Oh wait. Did I mention they are living with their young son?

He’s not at home most of the time because he goes to school and when Mark takes him to school... now he’s given up all his secret agent malarkey... he meets his son’s friendly teacher. She is called Helen and Mark is intrigued by how much she looks like his wife. Well, that might be because she’s the dead spit, I would guess, and is played by the same actress... Isabelle Adjani in a dual role. And, of course, since she looks like his wife and it looks like Mark is getting a divorce... he starts having sex with her too. As you do.

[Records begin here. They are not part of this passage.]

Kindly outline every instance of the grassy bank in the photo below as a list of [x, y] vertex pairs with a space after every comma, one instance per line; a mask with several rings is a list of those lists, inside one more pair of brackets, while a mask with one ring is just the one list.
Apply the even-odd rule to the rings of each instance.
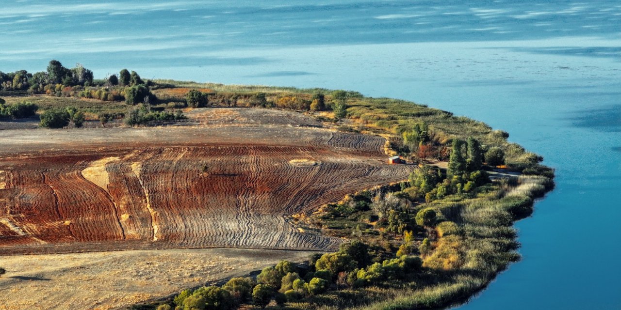
[[[512, 224], [530, 216], [533, 200], [553, 187], [553, 170], [540, 164], [540, 156], [509, 142], [506, 132], [448, 112], [355, 92], [155, 82], [163, 86], [154, 92], [170, 102], [183, 102], [188, 91], [200, 89], [208, 94], [208, 106], [294, 108], [340, 130], [381, 135], [388, 139], [387, 154], [424, 167], [412, 165], [407, 181], [352, 193], [314, 214], [294, 216], [301, 229], [352, 243], [309, 258], [291, 275], [264, 270], [258, 283], [244, 280], [269, 291], [263, 301], [249, 297], [252, 290], [245, 298], [235, 297], [238, 292], [225, 285], [185, 292], [160, 309], [194, 309], [184, 298], [202, 300], [206, 291], [217, 290], [223, 292], [218, 298], [231, 298], [229, 306], [209, 308], [205, 301], [204, 309], [242, 304], [245, 309], [409, 309], [463, 301], [520, 259]], [[438, 160], [448, 161], [448, 168], [427, 164]], [[497, 166], [501, 172], [517, 173], [492, 180], [487, 172]], [[268, 274], [275, 280], [266, 280]], [[298, 285], [286, 286], [294, 278]]]

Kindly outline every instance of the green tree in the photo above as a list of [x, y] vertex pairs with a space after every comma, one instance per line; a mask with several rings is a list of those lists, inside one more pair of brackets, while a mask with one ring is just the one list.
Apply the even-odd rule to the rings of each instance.
[[283, 277], [279, 291], [284, 293], [289, 290], [293, 290], [293, 282], [300, 279], [300, 275], [296, 272], [289, 272]]
[[183, 300], [183, 310], [206, 310], [206, 301], [200, 295], [191, 295]]
[[129, 85], [129, 79], [131, 76], [127, 69], [124, 69], [119, 73], [119, 85], [127, 86]]
[[58, 60], [52, 60], [47, 66], [48, 82], [50, 84], [60, 84], [70, 71], [63, 66], [63, 64]]
[[400, 235], [409, 228], [408, 216], [405, 212], [398, 210], [388, 211], [388, 227], [386, 230], [395, 236]]
[[315, 270], [329, 270], [332, 275], [353, 270], [355, 268], [356, 264], [350, 255], [338, 252], [324, 254], [315, 263]]
[[432, 247], [431, 242], [429, 241], [429, 239], [427, 238], [423, 239], [422, 243], [419, 247], [419, 252], [420, 252], [420, 255], [423, 255], [423, 257], [427, 256], [430, 254], [432, 250], [433, 250], [433, 248]]
[[321, 294], [328, 289], [328, 281], [320, 278], [313, 278], [308, 284], [308, 292], [311, 295]]
[[107, 113], [100, 113], [97, 115], [97, 118], [99, 120], [99, 123], [101, 123], [101, 126], [105, 127], [106, 124], [112, 120], [112, 115], [108, 114]]
[[347, 105], [343, 102], [337, 102], [334, 105], [334, 117], [340, 119], [347, 115]]
[[259, 284], [255, 286], [255, 289], [252, 290], [252, 301], [255, 304], [261, 307], [261, 309], [265, 308], [265, 306], [270, 303], [273, 296], [274, 296], [274, 291], [268, 285]]
[[453, 140], [453, 149], [448, 157], [448, 167], [446, 174], [449, 177], [453, 175], [461, 175], [466, 172], [466, 161], [461, 154], [462, 142], [458, 139]]
[[440, 172], [437, 168], [424, 166], [415, 169], [410, 174], [410, 184], [418, 188], [419, 195], [431, 192], [440, 181]]
[[116, 74], [110, 76], [108, 77], [108, 83], [112, 86], [119, 85], [119, 78], [117, 77]]
[[229, 280], [222, 288], [229, 291], [235, 298], [242, 301], [247, 301], [252, 297], [252, 288], [255, 285], [255, 280], [250, 277], [233, 278]]
[[192, 296], [200, 296], [204, 298], [205, 308], [210, 310], [230, 310], [235, 306], [235, 302], [229, 291], [215, 285], [200, 288], [194, 291]]
[[175, 296], [175, 298], [173, 299], [173, 302], [177, 306], [183, 306], [183, 301], [191, 294], [192, 291], [191, 290], [184, 290], [178, 295]]
[[136, 73], [136, 71], [132, 71], [132, 74], [129, 77], [129, 85], [130, 86], [135, 86], [136, 85], [142, 85], [145, 84], [140, 79], [140, 76]]
[[322, 111], [325, 110], [325, 96], [320, 92], [315, 93], [312, 96], [310, 102], [310, 110], [313, 111]]
[[69, 125], [71, 118], [69, 113], [63, 110], [48, 110], [40, 116], [42, 127], [46, 128], [61, 128]]
[[193, 108], [199, 108], [206, 107], [209, 104], [207, 94], [197, 91], [191, 89], [186, 94], [186, 101], [188, 106]]
[[347, 100], [347, 92], [345, 91], [334, 91], [332, 94], [332, 99], [337, 102], [342, 102], [345, 104]]
[[369, 254], [369, 246], [359, 240], [341, 244], [338, 252], [349, 255], [358, 268], [368, 265], [373, 259]]
[[81, 64], [77, 64], [76, 68], [71, 69], [73, 77], [73, 84], [79, 85], [90, 85], [93, 84], [93, 71], [84, 68]]
[[281, 277], [284, 277], [285, 275], [290, 272], [297, 272], [297, 267], [296, 267], [295, 264], [288, 260], [278, 262], [278, 264], [274, 268], [280, 273]]
[[261, 284], [268, 285], [274, 289], [280, 287], [283, 276], [278, 270], [272, 267], [264, 268], [261, 273], [256, 276], [256, 281]]
[[416, 247], [411, 242], [407, 242], [399, 246], [399, 250], [397, 251], [397, 257], [401, 257], [404, 255], [410, 255], [414, 253]]
[[73, 114], [73, 117], [71, 118], [71, 122], [73, 122], [74, 126], [76, 128], [81, 128], [82, 125], [84, 125], [84, 112], [82, 111], [78, 111]]
[[157, 100], [155, 95], [151, 94], [149, 89], [144, 85], [136, 85], [129, 87], [125, 90], [125, 103], [130, 105], [135, 105], [145, 101], [145, 98], [148, 98], [148, 101], [150, 104], [153, 104]]
[[481, 144], [474, 138], [468, 137], [468, 167], [470, 171], [476, 171], [481, 169], [483, 163], [483, 152], [481, 149]]
[[423, 209], [416, 213], [416, 224], [423, 227], [432, 227], [435, 224], [437, 215], [433, 209]]
[[274, 295], [274, 301], [276, 301], [276, 304], [279, 307], [282, 308], [284, 306], [284, 303], [287, 302], [287, 296], [283, 293], [276, 293]]
[[502, 149], [494, 146], [490, 148], [485, 153], [485, 161], [489, 166], [496, 166], [504, 164], [504, 151]]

Maybe that’s his best bet actually because, in a long scene which has become kind of notorious to horror film afficionados, Isabelle Adjani’s other character is having some kind of a fit in a subway station. Smashing her bags against the walls, showering herself with assorted dairy products and having some kind of weird form of milk and blood menstruation too. This is definitely not healthy mum material, I can tell you. If you can handle this scene then you’ll probably be okay with the rest of the movie... it does get kinda intense and, well, nonsensical in a lot of places, though, it has to be said.

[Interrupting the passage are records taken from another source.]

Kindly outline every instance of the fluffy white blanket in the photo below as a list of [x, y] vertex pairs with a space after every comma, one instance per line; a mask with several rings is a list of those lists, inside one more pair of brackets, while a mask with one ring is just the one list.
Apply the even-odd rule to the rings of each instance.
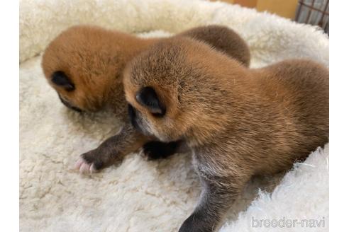
[[[199, 194], [188, 154], [151, 162], [130, 154], [120, 166], [90, 176], [71, 169], [80, 153], [118, 127], [108, 112], [81, 115], [63, 106], [43, 78], [40, 57], [35, 57], [60, 32], [78, 23], [143, 36], [223, 24], [246, 40], [252, 66], [292, 57], [328, 64], [328, 38], [316, 28], [223, 3], [21, 1], [21, 231], [176, 231]], [[328, 231], [328, 165], [326, 145], [284, 176], [253, 180], [221, 231]]]

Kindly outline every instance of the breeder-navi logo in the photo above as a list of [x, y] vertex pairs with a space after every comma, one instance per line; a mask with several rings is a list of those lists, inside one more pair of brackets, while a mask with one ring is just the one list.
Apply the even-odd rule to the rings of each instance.
[[322, 219], [290, 219], [286, 217], [282, 217], [279, 219], [256, 219], [253, 216], [252, 217], [252, 227], [265, 227], [265, 228], [293, 228], [293, 227], [302, 227], [302, 228], [318, 228], [325, 227], [325, 217], [322, 217]]

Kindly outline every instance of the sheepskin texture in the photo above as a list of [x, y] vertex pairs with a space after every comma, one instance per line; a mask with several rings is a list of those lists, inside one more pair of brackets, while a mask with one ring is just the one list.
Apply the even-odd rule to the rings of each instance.
[[[190, 154], [155, 161], [130, 154], [122, 163], [89, 175], [72, 169], [79, 155], [120, 126], [108, 112], [81, 115], [67, 109], [43, 77], [40, 54], [45, 46], [62, 30], [80, 23], [145, 37], [221, 24], [247, 41], [253, 67], [294, 57], [328, 65], [328, 38], [317, 28], [238, 6], [199, 0], [21, 1], [21, 231], [176, 231], [199, 195]], [[326, 145], [285, 175], [253, 179], [220, 231], [328, 231], [328, 166]], [[320, 227], [253, 224], [253, 219], [317, 219]]]

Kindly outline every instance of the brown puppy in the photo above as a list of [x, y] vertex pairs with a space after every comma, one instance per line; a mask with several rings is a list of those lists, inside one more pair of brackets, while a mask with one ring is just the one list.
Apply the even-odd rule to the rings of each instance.
[[[247, 45], [228, 28], [203, 26], [177, 36], [205, 41], [243, 65], [250, 64]], [[82, 155], [83, 159], [77, 165], [81, 171], [107, 166], [150, 139], [137, 134], [127, 124], [127, 104], [121, 75], [128, 61], [161, 40], [141, 39], [115, 30], [80, 25], [62, 33], [45, 50], [42, 62], [45, 76], [66, 106], [77, 111], [111, 108], [125, 122], [119, 134]], [[154, 141], [147, 144], [144, 150], [150, 158], [156, 158], [174, 153], [177, 146], [177, 143]]]
[[133, 124], [192, 151], [203, 190], [179, 231], [215, 231], [254, 175], [287, 170], [328, 137], [328, 70], [307, 60], [248, 69], [188, 38], [160, 42], [125, 70]]

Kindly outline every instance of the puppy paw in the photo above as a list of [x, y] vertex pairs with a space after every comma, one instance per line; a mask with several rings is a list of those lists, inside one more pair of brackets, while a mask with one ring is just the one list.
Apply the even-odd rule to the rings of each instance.
[[80, 173], [92, 173], [96, 172], [96, 169], [94, 168], [93, 163], [87, 163], [87, 162], [82, 158], [79, 158], [75, 163], [75, 169], [79, 170]]

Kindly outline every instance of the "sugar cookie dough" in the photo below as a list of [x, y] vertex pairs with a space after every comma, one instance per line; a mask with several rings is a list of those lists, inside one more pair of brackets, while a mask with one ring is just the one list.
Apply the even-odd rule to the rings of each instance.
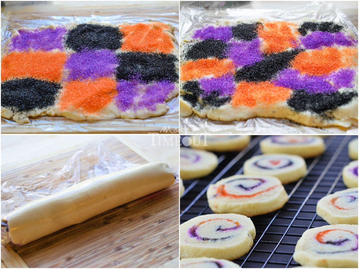
[[293, 258], [306, 267], [358, 268], [358, 226], [336, 224], [306, 231]]
[[276, 210], [288, 199], [282, 183], [276, 178], [243, 175], [210, 185], [207, 198], [215, 213], [236, 213], [247, 217]]
[[343, 182], [348, 188], [358, 187], [358, 161], [350, 162], [343, 169]]
[[180, 233], [181, 259], [207, 256], [232, 260], [249, 251], [256, 229], [245, 216], [211, 214], [181, 224]]
[[183, 193], [185, 192], [185, 186], [183, 185], [183, 180], [182, 179], [180, 179], [180, 197], [182, 197]]
[[185, 147], [180, 149], [180, 173], [182, 179], [192, 179], [209, 175], [218, 164], [214, 153]]
[[191, 147], [210, 151], [241, 150], [251, 142], [250, 136], [194, 136]]
[[358, 224], [358, 188], [325, 196], [317, 204], [317, 214], [329, 224]]
[[306, 175], [307, 165], [300, 156], [289, 154], [263, 154], [244, 162], [243, 174], [275, 176], [283, 184], [296, 181]]
[[241, 268], [233, 261], [213, 258], [188, 258], [180, 261], [180, 268]]
[[358, 140], [353, 139], [348, 144], [349, 157], [353, 160], [358, 159]]
[[1, 220], [1, 242], [25, 245], [166, 188], [174, 180], [171, 169], [162, 162], [92, 178], [8, 214]]
[[285, 153], [311, 158], [323, 153], [323, 138], [312, 136], [273, 136], [260, 143], [263, 153]]

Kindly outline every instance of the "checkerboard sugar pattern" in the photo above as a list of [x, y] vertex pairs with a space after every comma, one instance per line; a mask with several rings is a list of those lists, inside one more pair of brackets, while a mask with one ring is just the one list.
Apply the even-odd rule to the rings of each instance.
[[110, 104], [119, 113], [155, 110], [178, 91], [172, 30], [155, 22], [19, 29], [2, 61], [2, 106], [92, 115]]

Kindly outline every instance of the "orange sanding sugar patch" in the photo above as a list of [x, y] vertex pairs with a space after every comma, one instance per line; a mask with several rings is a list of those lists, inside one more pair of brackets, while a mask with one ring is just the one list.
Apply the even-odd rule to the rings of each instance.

Now, when this movie was first released in the US it had over 40 minutes cut out of it against the director’s will. It had strange psychedelic effects thrown in, weird rescoring choices and a crazy, chopped up running order which was intended to give the movie something approaching some kind of linear coherence. It really didn’t need any of that and I’m so glad I didn’t see that version. The fact that Adjani plays two characters is actually making more sense by the end of the film, in a nod to a famous science fiction film of the 50s, 70s, 90s and 2000s... and if you know the one I mean, which keeps getting remade, then that may give you some kind of clue to the bigger picture in this movie... at least to the way I am putting together the story of the film as it played out for me, that is. I don’t want to give away too much here but, seriously, the concept of spoilers is a strange one when applied to this film, methinks.

If this review seems less than coherent in places it’s because the nature of the imagery, the intensity of the acting, the constant motion of the camera and the semi-coherence of the story is all very hard to bring together into a cohesive review. I’ve done my best on this and I hope you can forgive me if I seem to be jumping around from one point to another in the body of this article. All I can say in my defence, if you do feel that way, is that at least I can say I’ve been appropriate, in some way, to the material in the film itself and the way in which it is presented.

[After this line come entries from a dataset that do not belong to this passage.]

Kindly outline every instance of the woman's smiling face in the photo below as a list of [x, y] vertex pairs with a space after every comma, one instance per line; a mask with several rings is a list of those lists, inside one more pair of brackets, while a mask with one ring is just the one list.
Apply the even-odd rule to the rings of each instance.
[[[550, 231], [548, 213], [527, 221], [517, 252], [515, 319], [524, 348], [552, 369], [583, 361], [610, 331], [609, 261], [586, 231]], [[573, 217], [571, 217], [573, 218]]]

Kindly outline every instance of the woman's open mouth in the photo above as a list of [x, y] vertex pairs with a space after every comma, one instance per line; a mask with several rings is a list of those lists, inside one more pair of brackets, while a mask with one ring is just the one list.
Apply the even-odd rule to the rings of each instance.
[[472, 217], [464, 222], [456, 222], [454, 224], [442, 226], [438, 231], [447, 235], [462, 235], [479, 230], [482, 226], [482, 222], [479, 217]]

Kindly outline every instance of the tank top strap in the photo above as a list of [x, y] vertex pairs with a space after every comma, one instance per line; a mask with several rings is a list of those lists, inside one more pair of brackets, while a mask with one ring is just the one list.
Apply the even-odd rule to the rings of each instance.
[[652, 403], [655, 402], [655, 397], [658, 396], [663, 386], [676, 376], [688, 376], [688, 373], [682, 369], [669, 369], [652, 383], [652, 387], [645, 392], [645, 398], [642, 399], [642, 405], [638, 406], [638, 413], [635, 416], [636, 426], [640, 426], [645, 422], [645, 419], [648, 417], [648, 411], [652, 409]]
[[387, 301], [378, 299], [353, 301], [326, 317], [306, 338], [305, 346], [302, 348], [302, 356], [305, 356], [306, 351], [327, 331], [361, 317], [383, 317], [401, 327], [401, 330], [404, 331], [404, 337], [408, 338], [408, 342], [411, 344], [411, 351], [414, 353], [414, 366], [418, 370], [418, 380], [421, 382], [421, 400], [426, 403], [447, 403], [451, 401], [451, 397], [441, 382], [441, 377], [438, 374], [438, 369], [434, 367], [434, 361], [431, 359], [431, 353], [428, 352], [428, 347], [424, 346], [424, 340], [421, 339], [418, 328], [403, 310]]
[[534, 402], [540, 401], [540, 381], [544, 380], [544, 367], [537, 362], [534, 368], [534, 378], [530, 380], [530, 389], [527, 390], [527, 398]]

So here we go then... the bottom line.

Did I enjoy watching this movie? Yes, loved it. I will watch it again and... also... take great delight in inflicting it on other people.

Would I recommend it to others? No idea.

There’s a clichéd piece of hackneyed film reviewing which seems to get regularly trotted out by a number of critics on an annual basis when it comes to pieces of art that are in some way polarising. It goes like this...

“This film has no middle ground. You’re going to either love it or hate it.”

Well, I really hate this phrase but I think, in all my decades of movie watching, that maybe this kind of usually lazy reaction could actually be applied to this one film. It’s certainly special, in some ways... and you’ve never seen anything quite like it, in terms of the style or, possibly, competence, of the acting, I’m sure. If you like the idea of the stuff I’ve said about it here then maybe you’d want to give Possession a try... but be sure you are seeing the director’s cut if you do. I can’t imagine how terrible the original version would have seemed to me now.